To arrive at the number by chance, he said, was to lose himself in
millions of combinations, which would absorb the life of a first-rate
calculator. But if he could in no respect reckon on chance, was it
impossible to proceed by reasoning? Decidedly not! And so it was "to
reason till he became unreasoning" that Judge Jarriquez gave himself
up after vainly seeking repose in a few hours of sleep.
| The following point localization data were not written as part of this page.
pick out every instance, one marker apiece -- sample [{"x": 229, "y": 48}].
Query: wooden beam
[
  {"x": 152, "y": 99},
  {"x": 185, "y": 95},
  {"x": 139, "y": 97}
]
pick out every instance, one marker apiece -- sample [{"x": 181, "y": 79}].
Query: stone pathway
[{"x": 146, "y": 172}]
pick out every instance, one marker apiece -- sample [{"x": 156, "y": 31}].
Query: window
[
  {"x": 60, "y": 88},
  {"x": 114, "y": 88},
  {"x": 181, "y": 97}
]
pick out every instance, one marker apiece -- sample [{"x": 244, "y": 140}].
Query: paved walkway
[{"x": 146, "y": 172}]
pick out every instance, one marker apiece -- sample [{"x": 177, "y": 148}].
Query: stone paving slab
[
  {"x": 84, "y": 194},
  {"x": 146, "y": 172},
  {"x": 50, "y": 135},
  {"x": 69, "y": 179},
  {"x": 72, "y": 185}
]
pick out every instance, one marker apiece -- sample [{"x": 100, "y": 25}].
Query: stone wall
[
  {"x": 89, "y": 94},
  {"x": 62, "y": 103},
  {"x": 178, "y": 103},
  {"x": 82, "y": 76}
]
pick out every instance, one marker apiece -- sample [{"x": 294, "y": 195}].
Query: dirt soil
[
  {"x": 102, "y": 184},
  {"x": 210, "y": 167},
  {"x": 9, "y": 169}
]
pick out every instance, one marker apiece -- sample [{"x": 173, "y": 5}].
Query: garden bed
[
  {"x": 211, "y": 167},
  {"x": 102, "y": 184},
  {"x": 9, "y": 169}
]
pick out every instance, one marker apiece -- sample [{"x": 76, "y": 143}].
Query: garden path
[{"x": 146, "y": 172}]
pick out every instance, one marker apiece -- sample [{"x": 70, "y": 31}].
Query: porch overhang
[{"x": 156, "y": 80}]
He who
ventured in upon him at this moment, after braving the formal
defenses which protected his solitude, would have found him, as on
the day before, in his study, before his desk, with the document
under his eyes, the thousands of letters of which seemed all jumbled
together and flying about his head.
"Ah!" he explaimed, "why did not the scoundrel who wrote this
separate the words in this paragraph? We might--we will try--but no!
However, if there is anything here about the murder and the robbery,
two or three words there must be in it--'arrayal,' 'diamond,'
'Tijuco,' 'Dacosta,' and others; and in putting down their
cryptological equivalents the number could be arrived at. But there
is nothing--not a single break!--not one word by itself! One word of
two hundred and seventy-six letters! I hope the wretch may be blessed
two hundred and seventy-six times for complicating his system in this
way! He ought to be hanged two hundred and seventy-six times!"